Hitting the gym is about a lot more than crushing calories according to Women's Health, but when you make regular sweat seshes part of your plan to lose weight, it can be tough to break out of the "hour-on-the-treadmill or bust" mentality. And little did you know, the trainers at your gym are dying to show you the light. Here, fitness experts explain how you're sabotaging your weight loss efforts at the gym — and what to do instead.
“I often refer to this situation as the 'moving couch potato,' or the person on the elliptical for an hour who isn't doing much. It’s important to be aware of your level of effort by monitoring your heart rate. For low-intensity exercises, like hatha yoga or hiking, aim for 50 percent of your max heart rate. Moderate-intensity exercises should get you to about 65 to 75 percent, and vigorous intensity is 80 to 85 percent.”
— Cat Fitzgerald, C.S.C.S., of NY Custom PT & Performance
“Doing the same thing and expecting a different result is the definition of insanity. You've got to change up your workout to lose that last bit of weight. For example, if you’ve been running long distances, try adding short-distance sprints. If you’ve been following a weight-lifting routine, add some sort of cardio. By switching up your exercises, you keep your body guessing and get faster results.”

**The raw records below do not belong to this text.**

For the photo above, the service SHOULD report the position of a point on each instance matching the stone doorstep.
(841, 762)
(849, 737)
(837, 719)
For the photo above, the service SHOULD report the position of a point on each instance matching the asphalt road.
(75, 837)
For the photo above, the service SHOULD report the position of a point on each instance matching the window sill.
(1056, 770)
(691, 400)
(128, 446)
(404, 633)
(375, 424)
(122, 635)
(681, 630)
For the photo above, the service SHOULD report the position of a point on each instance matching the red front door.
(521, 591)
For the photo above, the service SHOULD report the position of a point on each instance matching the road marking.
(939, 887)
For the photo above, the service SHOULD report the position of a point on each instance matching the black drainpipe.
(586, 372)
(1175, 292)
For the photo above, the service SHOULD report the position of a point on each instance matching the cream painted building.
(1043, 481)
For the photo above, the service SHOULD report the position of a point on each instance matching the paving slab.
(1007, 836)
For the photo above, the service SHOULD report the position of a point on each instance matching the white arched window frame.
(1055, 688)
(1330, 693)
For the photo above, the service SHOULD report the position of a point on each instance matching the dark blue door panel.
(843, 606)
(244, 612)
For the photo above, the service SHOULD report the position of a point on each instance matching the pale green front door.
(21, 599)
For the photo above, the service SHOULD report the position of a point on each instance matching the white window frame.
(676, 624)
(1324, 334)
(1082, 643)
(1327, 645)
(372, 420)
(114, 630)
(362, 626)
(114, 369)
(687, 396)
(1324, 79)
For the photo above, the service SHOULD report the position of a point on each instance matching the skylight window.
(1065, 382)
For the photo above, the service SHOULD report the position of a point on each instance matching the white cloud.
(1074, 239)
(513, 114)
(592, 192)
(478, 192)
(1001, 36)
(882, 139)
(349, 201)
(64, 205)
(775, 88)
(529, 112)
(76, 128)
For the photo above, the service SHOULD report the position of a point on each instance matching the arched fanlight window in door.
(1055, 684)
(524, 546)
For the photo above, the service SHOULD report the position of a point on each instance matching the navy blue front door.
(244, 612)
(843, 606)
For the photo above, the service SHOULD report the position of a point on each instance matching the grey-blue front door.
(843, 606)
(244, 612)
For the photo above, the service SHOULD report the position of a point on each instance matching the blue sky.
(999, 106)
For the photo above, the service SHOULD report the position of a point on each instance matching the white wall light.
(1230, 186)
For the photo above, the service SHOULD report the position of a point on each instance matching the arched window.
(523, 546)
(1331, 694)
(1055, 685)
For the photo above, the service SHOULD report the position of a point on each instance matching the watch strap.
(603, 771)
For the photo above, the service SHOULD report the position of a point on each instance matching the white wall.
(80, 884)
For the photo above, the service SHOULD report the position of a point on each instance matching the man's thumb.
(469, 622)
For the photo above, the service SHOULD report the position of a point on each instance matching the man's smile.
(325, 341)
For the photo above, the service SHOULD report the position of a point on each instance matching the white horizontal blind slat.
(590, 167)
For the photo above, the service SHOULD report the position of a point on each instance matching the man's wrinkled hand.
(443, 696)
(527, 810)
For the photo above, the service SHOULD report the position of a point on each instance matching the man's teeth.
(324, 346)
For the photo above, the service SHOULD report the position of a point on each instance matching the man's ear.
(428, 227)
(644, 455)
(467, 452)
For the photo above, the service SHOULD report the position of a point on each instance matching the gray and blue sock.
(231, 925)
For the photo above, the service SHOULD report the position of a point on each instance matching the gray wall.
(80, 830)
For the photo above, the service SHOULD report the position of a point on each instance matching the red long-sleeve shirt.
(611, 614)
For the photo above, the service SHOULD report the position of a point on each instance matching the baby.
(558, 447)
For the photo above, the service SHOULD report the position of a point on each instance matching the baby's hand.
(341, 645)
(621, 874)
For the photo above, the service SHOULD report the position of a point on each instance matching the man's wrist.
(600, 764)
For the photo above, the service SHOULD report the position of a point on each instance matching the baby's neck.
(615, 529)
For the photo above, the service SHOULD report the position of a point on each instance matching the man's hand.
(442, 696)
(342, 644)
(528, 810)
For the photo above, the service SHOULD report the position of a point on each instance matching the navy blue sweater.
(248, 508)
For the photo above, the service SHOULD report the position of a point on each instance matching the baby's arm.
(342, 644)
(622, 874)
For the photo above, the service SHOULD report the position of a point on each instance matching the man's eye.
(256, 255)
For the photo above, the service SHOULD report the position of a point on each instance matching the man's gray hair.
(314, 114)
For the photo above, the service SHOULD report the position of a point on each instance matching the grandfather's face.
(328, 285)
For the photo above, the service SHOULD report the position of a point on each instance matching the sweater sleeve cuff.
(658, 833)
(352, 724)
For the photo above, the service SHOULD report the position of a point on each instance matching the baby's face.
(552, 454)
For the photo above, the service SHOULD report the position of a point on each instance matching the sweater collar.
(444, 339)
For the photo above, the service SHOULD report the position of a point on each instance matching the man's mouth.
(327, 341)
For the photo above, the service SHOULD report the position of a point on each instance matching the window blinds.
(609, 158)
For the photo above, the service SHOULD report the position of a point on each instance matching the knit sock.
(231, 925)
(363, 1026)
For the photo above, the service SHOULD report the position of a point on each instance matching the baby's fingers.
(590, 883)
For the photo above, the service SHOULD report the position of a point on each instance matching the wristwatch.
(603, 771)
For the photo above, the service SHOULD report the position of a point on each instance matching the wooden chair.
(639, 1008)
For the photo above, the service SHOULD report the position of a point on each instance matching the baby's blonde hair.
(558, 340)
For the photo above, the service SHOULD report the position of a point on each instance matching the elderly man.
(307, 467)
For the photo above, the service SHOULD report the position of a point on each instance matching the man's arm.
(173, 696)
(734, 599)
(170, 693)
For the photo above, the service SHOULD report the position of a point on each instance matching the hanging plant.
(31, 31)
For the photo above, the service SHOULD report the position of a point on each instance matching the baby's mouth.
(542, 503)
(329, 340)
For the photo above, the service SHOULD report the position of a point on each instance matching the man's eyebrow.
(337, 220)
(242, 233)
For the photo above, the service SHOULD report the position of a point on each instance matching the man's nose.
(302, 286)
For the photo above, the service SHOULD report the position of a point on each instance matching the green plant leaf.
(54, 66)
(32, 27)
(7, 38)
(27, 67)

— Matt Tanneberg, C.S.C.S., of Arcadia Health and Wellness Chiropractic
“When it comes to training and losing weight, bigger movements are the better option. For instance, compound multi-joint movements, such as a pushups, deadlifts, pullups, or squats, involve more muscle groups and require more energy (you know, calories) than single-joint exercises, like a bicep curl. Building muscle with compound movements also raises your metabolism, so you burn more calories at rest.”
— Wes Showalter, C.S.C.S., interval and cycling coach at Studio Three.
“I witness hard-working clients, who just made significant efforts to get them closer to their goals, order a burger and fries or an ice cream post-sweat. Giving your body the gift of movement doesn't call for a celebratory meal.”